I like this new version of drummer boy.







Couldn't find a pop version that moved me and really it's the vocal and melody and sentiment of this one that I like.


----------



## Jackie22

Thanks, April, those were beautiful.


----------



## hollydolly

Oh I love all Christmas songs....Chris Rea's driving home for Christmas is probably my favourite, but I love it all..and as soon as I hear this one, I really get into the Christmas spirit..


----------



## Happyflowerlady

I enjoy the Christmas season, all of the pretty colored lights and shiny decorations, the fragrant pine or fir smell of the Christmas tree, and also I love hearing all of the old carols, and the newer Christmas songs. 
As a child, I loved it when our church "went caroling", with all of us kids bundled in our snowsuits, and crowded into the back of someone's old Ford pickup. Up and down the snow-covered streets we went, singing our way along, and stopping by the houses of the older folks who went to our church. They usually came out with cookies to reward us for our fine caroling. 
The "Old Folks Home" was always one of our  favorite stops, and as we walked up and down the halls, we happily serenaded all of the elderly folks who lived there.  Even though they didn't have cookies, we knew that they loved us coming in and caroling for them. 
Now, I kind of am one of those older folks, thankfully not in the Old Folks Home yet; and I still love hearing the carolers if they come by, and even just the Christmas music on the radio. (I even like "Grandma Got Run Over By a Reindeer !) . 

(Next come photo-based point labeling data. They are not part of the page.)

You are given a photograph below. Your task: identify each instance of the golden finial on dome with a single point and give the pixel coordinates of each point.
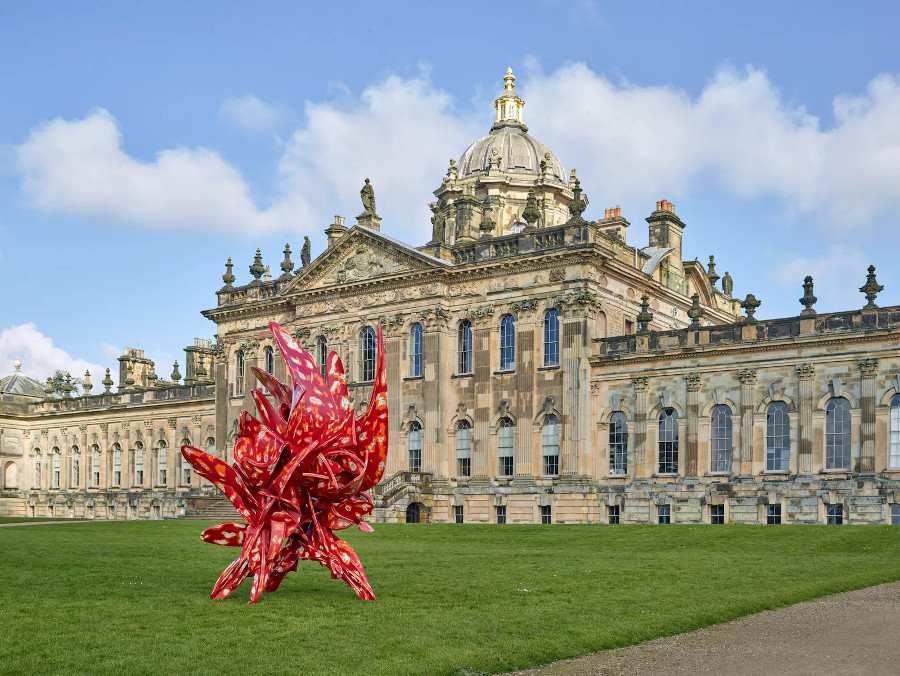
(509, 80)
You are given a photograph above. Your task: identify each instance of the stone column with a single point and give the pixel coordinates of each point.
(692, 380)
(437, 367)
(742, 462)
(483, 362)
(868, 369)
(526, 365)
(806, 374)
(393, 347)
(639, 461)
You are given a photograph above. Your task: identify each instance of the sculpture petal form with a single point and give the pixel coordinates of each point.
(300, 473)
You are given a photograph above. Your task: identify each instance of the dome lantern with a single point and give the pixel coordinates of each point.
(509, 105)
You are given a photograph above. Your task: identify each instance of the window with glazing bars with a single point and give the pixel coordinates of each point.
(322, 354)
(415, 447)
(546, 514)
(464, 347)
(463, 448)
(415, 351)
(613, 514)
(551, 338)
(778, 437)
(367, 346)
(550, 445)
(720, 439)
(837, 434)
(618, 443)
(117, 465)
(668, 441)
(664, 513)
(834, 515)
(508, 343)
(894, 454)
(505, 451)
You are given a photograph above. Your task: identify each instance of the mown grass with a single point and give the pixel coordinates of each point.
(132, 597)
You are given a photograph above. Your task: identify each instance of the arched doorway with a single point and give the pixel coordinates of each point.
(414, 513)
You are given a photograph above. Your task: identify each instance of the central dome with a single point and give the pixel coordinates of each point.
(518, 153)
(509, 147)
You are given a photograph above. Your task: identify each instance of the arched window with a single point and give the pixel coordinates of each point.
(367, 346)
(415, 447)
(720, 439)
(76, 466)
(139, 464)
(162, 464)
(837, 434)
(894, 455)
(239, 372)
(117, 465)
(464, 346)
(463, 448)
(95, 466)
(778, 437)
(322, 353)
(415, 351)
(55, 475)
(618, 443)
(550, 445)
(508, 343)
(551, 338)
(505, 447)
(668, 441)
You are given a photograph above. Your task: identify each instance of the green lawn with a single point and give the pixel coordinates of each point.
(133, 597)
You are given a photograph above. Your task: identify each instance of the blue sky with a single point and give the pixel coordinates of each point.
(143, 143)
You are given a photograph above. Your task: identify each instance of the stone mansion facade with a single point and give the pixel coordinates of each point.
(540, 369)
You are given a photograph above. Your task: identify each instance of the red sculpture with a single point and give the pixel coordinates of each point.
(300, 472)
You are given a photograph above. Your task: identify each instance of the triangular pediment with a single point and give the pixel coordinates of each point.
(361, 255)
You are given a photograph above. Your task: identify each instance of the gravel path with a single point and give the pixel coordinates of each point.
(851, 633)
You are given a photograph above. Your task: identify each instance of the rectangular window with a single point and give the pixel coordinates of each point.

One of my favorite things was when I was selling newspaper subscriptions at stores, and I worked at Old Time Pottery.  They played music from the 50's-60's every day, and at Christmas, the whole store was like a  Christmas world with all of the decorations that they sold there. Naturally, they played Christmas music all day long , every day from Thanksgiving until Christmas Eve.  I was in Christmas-overdose Heaven ! I loved it !  I tried (sometimes unsuccessfully) to refrain from singing along with the Christmas carols, and to remember that I  was there to sell newspaper subscriptions, and not seranade the people coming in the doors. 

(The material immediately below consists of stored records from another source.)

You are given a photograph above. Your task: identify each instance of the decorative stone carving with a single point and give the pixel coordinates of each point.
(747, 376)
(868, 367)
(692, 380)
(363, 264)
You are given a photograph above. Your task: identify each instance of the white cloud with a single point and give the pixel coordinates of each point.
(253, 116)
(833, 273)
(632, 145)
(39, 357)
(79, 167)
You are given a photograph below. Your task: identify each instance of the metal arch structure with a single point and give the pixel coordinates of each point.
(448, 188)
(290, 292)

Here is Jim Reeves, singing  "An Old Christmas Card", which has long been one of my favorites, and I also love his rendition of Silver Bells. 

http://youtu.be/1aih_GeHsZ4


----------



## SeaBreeze

I'm not a big fan of Christmas songs, but I always like this one.


----------



## RadishRose

Marys Boy Child by Little River Band


----------



## Capt Lightning

I don't like soppy, sentimental Christmas songs and I absolutely HATE 'Fairy tale of New York'.  A few are OK, The Ronettes "Sleigh Ride" is fine and so is Shakin Stevens "Merry Christmas everyone".


----------



## Butterfly

I like Mary Did You Know.

I'm a bit of a grinch, I guess, but if I hear Rockin' Around the Christmas Tree one more time, I'm going to lose my lunch.  It seems to be everywhere.


----------



## drifter

That drummr was a boy, wasn't he?


----------